3.2 Data pre-processing and augmentation
For all images used in our experiments, we use the MMDetection tool [mm] to calculate the bounding box of fashion objects appearing in an image and crop the image using these boundaries. The object detector is also trained with the Deepfashion dataset [deepfashion].
For augmentation, we used random horizontal flips, random angle affine transformations, random horizontal and vertical translations, random distortion and random erasing. We found data augmentation could significantly improve performance.
3.3 Hyperparameters and learning curriculum
We used Adam [adam] as the optimizer and set the initial learning rate to 5e-5 for composition layers and 5e-6 for image and text encoders.
We separate the training data according to three fashion categories and trained the model in the order of “dress, shirt, toptee”. In this case, we define one epoch as an iteration over all three categories.

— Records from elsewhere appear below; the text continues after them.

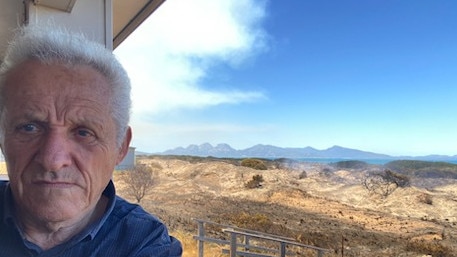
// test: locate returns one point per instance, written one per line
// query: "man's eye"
(84, 133)
(28, 128)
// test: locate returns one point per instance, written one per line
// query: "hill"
(272, 152)
(314, 203)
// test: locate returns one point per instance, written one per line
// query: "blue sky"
(376, 75)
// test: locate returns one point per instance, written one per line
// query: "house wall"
(128, 162)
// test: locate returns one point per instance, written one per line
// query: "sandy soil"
(333, 211)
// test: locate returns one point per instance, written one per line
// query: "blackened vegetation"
(384, 183)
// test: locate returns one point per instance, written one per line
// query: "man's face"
(60, 139)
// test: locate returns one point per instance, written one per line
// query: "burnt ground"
(328, 210)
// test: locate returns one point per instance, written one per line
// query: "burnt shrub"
(255, 182)
(254, 164)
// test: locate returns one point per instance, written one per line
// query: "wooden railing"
(241, 242)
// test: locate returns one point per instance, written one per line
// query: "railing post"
(201, 234)
(283, 249)
(246, 241)
(232, 244)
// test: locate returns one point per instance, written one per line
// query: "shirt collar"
(10, 219)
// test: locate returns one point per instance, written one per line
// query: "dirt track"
(328, 211)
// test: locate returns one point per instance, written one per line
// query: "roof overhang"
(128, 15)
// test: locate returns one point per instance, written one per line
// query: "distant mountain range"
(269, 151)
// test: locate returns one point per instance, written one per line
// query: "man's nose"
(54, 153)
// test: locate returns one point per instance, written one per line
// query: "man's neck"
(47, 234)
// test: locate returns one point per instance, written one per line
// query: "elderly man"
(64, 111)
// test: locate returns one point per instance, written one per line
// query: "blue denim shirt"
(124, 230)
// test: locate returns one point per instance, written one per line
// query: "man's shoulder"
(3, 186)
(134, 214)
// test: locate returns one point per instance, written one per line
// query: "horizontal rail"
(230, 230)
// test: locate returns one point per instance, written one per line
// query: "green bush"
(254, 164)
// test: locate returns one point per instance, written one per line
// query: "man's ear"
(125, 145)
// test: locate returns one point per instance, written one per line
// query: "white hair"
(52, 44)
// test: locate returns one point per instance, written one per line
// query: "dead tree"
(140, 180)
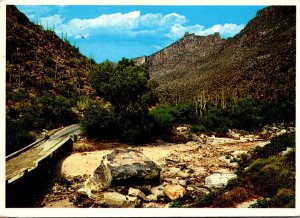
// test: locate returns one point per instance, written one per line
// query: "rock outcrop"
(260, 61)
(122, 167)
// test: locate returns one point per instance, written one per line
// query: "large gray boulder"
(122, 167)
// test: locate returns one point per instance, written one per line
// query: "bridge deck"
(26, 161)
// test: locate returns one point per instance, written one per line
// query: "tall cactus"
(223, 100)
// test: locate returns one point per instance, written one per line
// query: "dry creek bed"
(185, 164)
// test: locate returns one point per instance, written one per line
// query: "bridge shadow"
(30, 190)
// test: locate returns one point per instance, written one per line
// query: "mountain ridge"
(258, 62)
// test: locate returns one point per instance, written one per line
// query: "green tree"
(127, 87)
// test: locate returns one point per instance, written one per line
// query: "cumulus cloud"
(128, 24)
(170, 26)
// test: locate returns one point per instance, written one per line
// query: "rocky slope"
(260, 61)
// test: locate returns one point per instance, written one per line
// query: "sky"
(106, 32)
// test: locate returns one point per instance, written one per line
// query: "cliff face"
(260, 61)
(160, 63)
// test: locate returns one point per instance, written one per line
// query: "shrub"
(166, 117)
(207, 199)
(229, 198)
(163, 120)
(278, 144)
(198, 128)
(271, 174)
(130, 94)
(98, 123)
(51, 112)
(16, 136)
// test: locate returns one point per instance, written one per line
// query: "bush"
(198, 128)
(271, 174)
(278, 144)
(166, 117)
(99, 123)
(50, 112)
(130, 94)
(16, 136)
(163, 120)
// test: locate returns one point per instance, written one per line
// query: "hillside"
(260, 61)
(46, 78)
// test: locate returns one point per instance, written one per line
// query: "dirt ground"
(200, 160)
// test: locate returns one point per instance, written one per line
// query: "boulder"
(152, 197)
(218, 180)
(238, 154)
(174, 191)
(233, 135)
(137, 193)
(158, 191)
(116, 200)
(197, 138)
(285, 152)
(122, 167)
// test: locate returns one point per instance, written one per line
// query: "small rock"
(196, 138)
(115, 199)
(137, 193)
(281, 132)
(288, 149)
(218, 180)
(182, 129)
(263, 144)
(182, 182)
(233, 135)
(152, 197)
(183, 174)
(190, 188)
(158, 191)
(238, 154)
(174, 191)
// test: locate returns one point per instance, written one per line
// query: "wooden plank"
(29, 159)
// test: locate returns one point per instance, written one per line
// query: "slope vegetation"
(259, 62)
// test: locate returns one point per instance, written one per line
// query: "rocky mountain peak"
(257, 62)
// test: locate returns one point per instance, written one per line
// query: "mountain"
(260, 61)
(46, 80)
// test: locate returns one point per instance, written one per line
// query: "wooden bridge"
(28, 159)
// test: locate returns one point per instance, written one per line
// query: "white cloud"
(51, 21)
(170, 26)
(226, 30)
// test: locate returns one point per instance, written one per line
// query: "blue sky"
(112, 32)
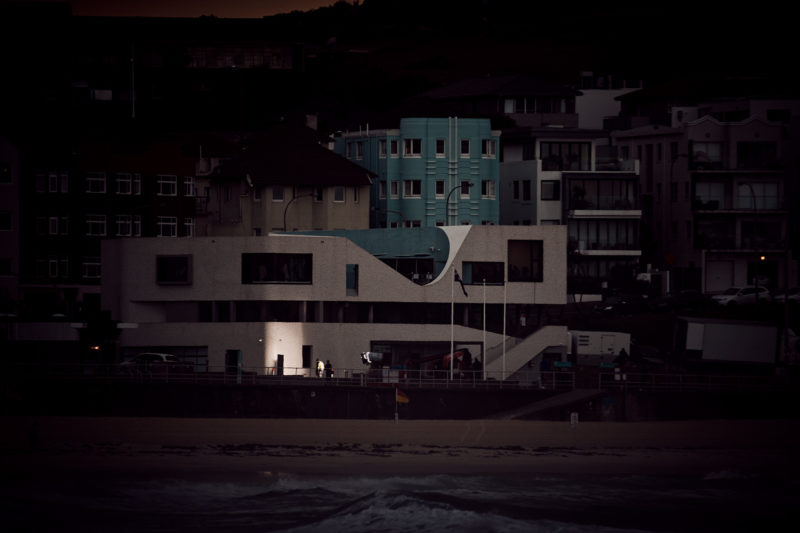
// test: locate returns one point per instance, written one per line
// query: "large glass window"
(475, 272)
(167, 185)
(524, 260)
(276, 268)
(174, 269)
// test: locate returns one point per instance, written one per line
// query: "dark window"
(524, 260)
(551, 190)
(276, 268)
(474, 272)
(174, 269)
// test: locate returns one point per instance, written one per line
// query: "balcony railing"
(611, 203)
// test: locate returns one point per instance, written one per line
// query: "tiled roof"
(287, 155)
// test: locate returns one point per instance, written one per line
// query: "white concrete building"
(281, 301)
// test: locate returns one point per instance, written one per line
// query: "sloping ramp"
(559, 400)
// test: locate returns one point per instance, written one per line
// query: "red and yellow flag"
(400, 396)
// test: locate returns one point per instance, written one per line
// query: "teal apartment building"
(431, 171)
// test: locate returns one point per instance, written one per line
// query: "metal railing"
(288, 376)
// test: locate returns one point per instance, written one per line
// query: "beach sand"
(180, 447)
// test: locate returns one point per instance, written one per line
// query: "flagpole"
(484, 329)
(505, 285)
(452, 315)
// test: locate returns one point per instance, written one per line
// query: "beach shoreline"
(252, 448)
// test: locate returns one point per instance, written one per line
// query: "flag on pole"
(459, 280)
(400, 396)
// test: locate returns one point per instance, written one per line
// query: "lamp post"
(461, 186)
(290, 203)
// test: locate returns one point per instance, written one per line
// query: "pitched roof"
(501, 85)
(288, 155)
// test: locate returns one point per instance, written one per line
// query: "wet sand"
(181, 447)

We experimented on the Fashion-IQ dataset with various settings as shown in Table 2. We began with the baseline in which we set the same learning rate 5e-5 on all modules, and gradually adjusted the settings by lowering the learning rate of text and image encoder to 5e-6 (as suggested in [Nam]), applying data augmentation on the training data and ensembling several trained models from different runs. For model ensembling, we first calculated similarity scores with each sub-model separately and then simply averaged these scores.
As final result, we achieved an average recall of 39.12% with a single model and 43.67% with an ensemble of 16 models on the test dataset.
|+Small LR on encoder||37.28||36.49|
|+Ensemble (8 models)||45.00||43.52|
|+Ensemble (16 models)||45.86||43.67|
We participated in the Fashion IQ Challenge 2019 by building an image+text to image retrieval system using methods from recent works and achieved a 43.67% average recall with an ensemble of 16 models in the test phase.
By experimenting on various settings, we found that simple data augmentation and model ensembles could significantly improve recall percentage.
As future work, we will focus on the positive example mining method since each candidate can have multiple matched targets, while the given training and validation datasets only indicate a single target which may potentially lead to overfitting. We will also try various ensembling methods instead of simply averaging scores.